Void-X takes a fundamentally different approach by using an atomic filling model. It is trained to capture atomic-scale interaction patterns and fill atomic voids within protein interfaces, on the assumption that optimal atomic packing in a stable macromolecular complex comes from local interactions among neighboring atoms and higher-order couplings with more distant atoms. Rather than designing entire protein shapes, the model directly generates atomic clusters optimized for tight packing within specified structural regions, establishing a physically grounded foundation for protein–protein interface design.

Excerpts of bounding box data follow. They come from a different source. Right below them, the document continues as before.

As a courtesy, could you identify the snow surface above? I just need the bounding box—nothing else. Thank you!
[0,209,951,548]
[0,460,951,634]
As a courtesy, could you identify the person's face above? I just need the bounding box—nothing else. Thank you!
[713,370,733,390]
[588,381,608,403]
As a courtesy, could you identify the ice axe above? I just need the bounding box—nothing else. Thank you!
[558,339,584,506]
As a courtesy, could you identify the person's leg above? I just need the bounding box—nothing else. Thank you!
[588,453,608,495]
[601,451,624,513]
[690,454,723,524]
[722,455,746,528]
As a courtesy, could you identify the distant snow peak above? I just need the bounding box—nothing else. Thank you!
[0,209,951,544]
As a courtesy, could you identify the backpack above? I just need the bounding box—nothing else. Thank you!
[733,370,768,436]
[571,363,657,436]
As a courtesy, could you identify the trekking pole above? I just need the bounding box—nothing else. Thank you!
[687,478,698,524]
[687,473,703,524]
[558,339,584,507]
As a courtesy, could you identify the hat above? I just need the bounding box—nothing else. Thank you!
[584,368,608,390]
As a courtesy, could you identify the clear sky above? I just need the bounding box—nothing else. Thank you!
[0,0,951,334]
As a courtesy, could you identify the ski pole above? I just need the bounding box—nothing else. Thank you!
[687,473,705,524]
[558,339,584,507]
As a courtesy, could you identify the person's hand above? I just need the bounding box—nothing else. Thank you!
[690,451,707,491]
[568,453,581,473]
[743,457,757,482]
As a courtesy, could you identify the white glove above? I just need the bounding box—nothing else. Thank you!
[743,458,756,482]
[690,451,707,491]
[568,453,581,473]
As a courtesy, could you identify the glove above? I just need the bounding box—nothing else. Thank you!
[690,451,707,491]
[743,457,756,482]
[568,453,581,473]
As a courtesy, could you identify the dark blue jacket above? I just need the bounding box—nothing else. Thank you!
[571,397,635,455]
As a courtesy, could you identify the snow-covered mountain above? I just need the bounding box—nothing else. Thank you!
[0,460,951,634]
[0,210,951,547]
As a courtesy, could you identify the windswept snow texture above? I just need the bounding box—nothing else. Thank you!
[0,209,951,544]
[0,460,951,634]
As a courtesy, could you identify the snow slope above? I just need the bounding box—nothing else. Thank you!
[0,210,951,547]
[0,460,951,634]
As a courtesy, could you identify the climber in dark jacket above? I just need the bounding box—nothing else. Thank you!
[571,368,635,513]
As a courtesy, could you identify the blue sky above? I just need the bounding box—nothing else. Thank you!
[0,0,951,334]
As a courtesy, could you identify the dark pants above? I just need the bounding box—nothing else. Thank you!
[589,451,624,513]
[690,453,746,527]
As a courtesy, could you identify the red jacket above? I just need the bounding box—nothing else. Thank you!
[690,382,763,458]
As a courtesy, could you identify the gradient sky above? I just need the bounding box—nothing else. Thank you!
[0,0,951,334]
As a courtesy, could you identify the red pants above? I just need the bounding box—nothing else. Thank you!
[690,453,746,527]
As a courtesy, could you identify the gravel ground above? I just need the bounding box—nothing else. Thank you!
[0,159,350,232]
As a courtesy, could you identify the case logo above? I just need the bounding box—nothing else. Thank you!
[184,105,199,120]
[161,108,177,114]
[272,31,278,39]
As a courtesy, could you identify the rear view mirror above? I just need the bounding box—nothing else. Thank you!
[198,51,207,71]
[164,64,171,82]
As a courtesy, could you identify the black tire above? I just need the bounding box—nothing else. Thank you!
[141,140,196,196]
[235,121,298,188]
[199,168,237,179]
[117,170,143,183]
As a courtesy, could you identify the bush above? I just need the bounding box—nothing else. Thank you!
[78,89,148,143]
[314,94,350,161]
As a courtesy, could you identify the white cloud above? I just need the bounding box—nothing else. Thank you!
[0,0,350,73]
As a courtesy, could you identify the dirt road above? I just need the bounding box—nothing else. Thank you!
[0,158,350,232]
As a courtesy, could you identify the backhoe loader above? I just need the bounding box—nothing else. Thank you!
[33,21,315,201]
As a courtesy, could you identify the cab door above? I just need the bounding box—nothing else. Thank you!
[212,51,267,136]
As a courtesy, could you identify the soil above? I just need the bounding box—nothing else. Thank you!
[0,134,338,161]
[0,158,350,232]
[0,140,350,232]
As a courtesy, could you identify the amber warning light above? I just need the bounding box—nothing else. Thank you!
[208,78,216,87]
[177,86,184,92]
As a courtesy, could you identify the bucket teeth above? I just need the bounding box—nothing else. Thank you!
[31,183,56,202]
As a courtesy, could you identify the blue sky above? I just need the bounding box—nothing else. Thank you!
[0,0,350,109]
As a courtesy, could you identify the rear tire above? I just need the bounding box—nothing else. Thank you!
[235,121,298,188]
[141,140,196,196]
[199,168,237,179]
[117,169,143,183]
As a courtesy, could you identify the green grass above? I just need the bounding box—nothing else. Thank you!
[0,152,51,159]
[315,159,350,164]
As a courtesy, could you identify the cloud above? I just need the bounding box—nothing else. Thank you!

To train the model, Drs. YANG Jing, YUAN Junying, and James J. Chou assembled a dataset of more than eight million spherical atomic clusters derived from experimentally determined structures deposited in the Protein Data Bank. For each cluster, approximately 30% of the peripheral and spatially contiguous atoms were masked while the remaining atoms served as the "context"—or prompt—that the model used to predict the missing atoms.

The resulting model contains 172 million parameters and achieved predictive accuracies of 78.3% for intra-chain atomic clusters and 68.2% for inter-chain clusters.

According to the researchers, these capabilities enable the de novo generation of atomic-resolution protein interactions, offering a complementary and physically intuitive route for protein design. By integrating atomic-level detail with generative modeling, Void-X expands the toolkit for the rational design of biomolecular interfaces, offering broad applications in drug discovery, synthetic biology, and other fields.